Вместо этого заказываем еще по одной.
— Знаю, твой отец был ублюдком, — говорит она. — Но я была слишком маленькой… Или слишком зацикленной на себе, чтобы понимать.
Она отпивает из стакана. На губе остается немного пены, и выглядит это очаровательно.
— Расскажешь о нем?
Значит, мы действительно будем говорить об этом.
— Мой отец был байкером, — начинаю я. — И я говорю не о тех, кто катается по выходным в кожаных жилетах и устраивает благотворительные мотопробеги с игрушками.
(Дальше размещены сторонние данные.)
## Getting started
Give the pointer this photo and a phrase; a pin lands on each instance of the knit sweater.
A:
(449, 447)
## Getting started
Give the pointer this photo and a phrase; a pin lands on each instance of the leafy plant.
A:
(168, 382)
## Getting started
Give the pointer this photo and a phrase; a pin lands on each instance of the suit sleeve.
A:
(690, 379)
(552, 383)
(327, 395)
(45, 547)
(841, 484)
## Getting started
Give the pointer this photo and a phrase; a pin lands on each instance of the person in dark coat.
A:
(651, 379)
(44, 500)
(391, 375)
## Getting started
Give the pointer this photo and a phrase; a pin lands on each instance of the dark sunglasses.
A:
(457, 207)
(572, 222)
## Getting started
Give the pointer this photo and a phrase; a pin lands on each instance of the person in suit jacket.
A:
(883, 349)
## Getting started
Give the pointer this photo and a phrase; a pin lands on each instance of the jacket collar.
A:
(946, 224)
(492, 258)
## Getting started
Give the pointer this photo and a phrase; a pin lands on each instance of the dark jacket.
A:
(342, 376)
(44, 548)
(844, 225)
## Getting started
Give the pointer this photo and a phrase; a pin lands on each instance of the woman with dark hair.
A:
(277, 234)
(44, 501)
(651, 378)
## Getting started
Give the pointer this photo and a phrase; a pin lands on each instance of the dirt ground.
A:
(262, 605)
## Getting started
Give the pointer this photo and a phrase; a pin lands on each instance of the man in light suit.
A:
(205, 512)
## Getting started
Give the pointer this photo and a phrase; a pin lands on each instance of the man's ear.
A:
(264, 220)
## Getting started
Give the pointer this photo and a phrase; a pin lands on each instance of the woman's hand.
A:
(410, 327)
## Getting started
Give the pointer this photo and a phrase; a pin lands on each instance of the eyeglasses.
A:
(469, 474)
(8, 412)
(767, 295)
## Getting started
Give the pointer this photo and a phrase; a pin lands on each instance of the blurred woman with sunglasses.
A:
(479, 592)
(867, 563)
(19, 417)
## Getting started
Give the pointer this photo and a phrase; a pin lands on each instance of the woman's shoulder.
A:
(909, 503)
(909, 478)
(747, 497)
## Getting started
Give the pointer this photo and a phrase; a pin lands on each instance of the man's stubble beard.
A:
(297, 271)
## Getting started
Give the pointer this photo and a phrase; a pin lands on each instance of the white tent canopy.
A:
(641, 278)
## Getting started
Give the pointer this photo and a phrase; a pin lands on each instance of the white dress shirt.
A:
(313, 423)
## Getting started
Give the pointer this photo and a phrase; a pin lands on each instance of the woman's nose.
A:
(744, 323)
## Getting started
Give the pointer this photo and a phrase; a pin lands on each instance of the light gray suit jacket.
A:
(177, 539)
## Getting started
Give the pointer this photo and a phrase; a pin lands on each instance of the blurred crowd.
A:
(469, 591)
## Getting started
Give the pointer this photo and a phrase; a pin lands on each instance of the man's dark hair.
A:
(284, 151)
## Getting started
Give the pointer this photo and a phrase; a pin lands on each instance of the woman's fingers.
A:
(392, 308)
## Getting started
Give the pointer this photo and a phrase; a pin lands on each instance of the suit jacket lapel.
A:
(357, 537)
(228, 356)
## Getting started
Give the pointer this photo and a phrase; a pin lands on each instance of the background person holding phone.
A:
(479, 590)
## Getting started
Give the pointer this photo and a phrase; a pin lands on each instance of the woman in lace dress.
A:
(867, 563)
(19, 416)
Я говорю о людях, перевозящих мет через границы штатов. Все считали его спокойным, потому что он никогда не повышал голоса. Но на самом деле вместо него говорили кулаки.
Я качаю головой.
— А я был его гребаной боксерской грушей. Он говорил, что должен сделать меня жестче. Что мир не щадит слабых мальчишек. К десяти годам я умел сам зашивать рассеченную бровь и, не моргнув, лгать медсестре в приемном отделении. К четырнадцати перестал плакать, когда он что-нибудь во мне ломал, потому что знал: это не в последний раз.
Я сказал слишком много.
И все же едва затронул поверхность.
Я отворачиваюсь.
— Он умер, когда мне было девятнадцать. Разбился на мотоцикле. Пьяный, на огромной скорости. В конце концов удача от него отвернулась.
Я не плакал.
Не пошел на похороны.
Просто стоял на кухне, пока на щеке засыхала кровь после предыдущей ночи, и думал: Наконец-то ты сделал хоть что-то хорошее.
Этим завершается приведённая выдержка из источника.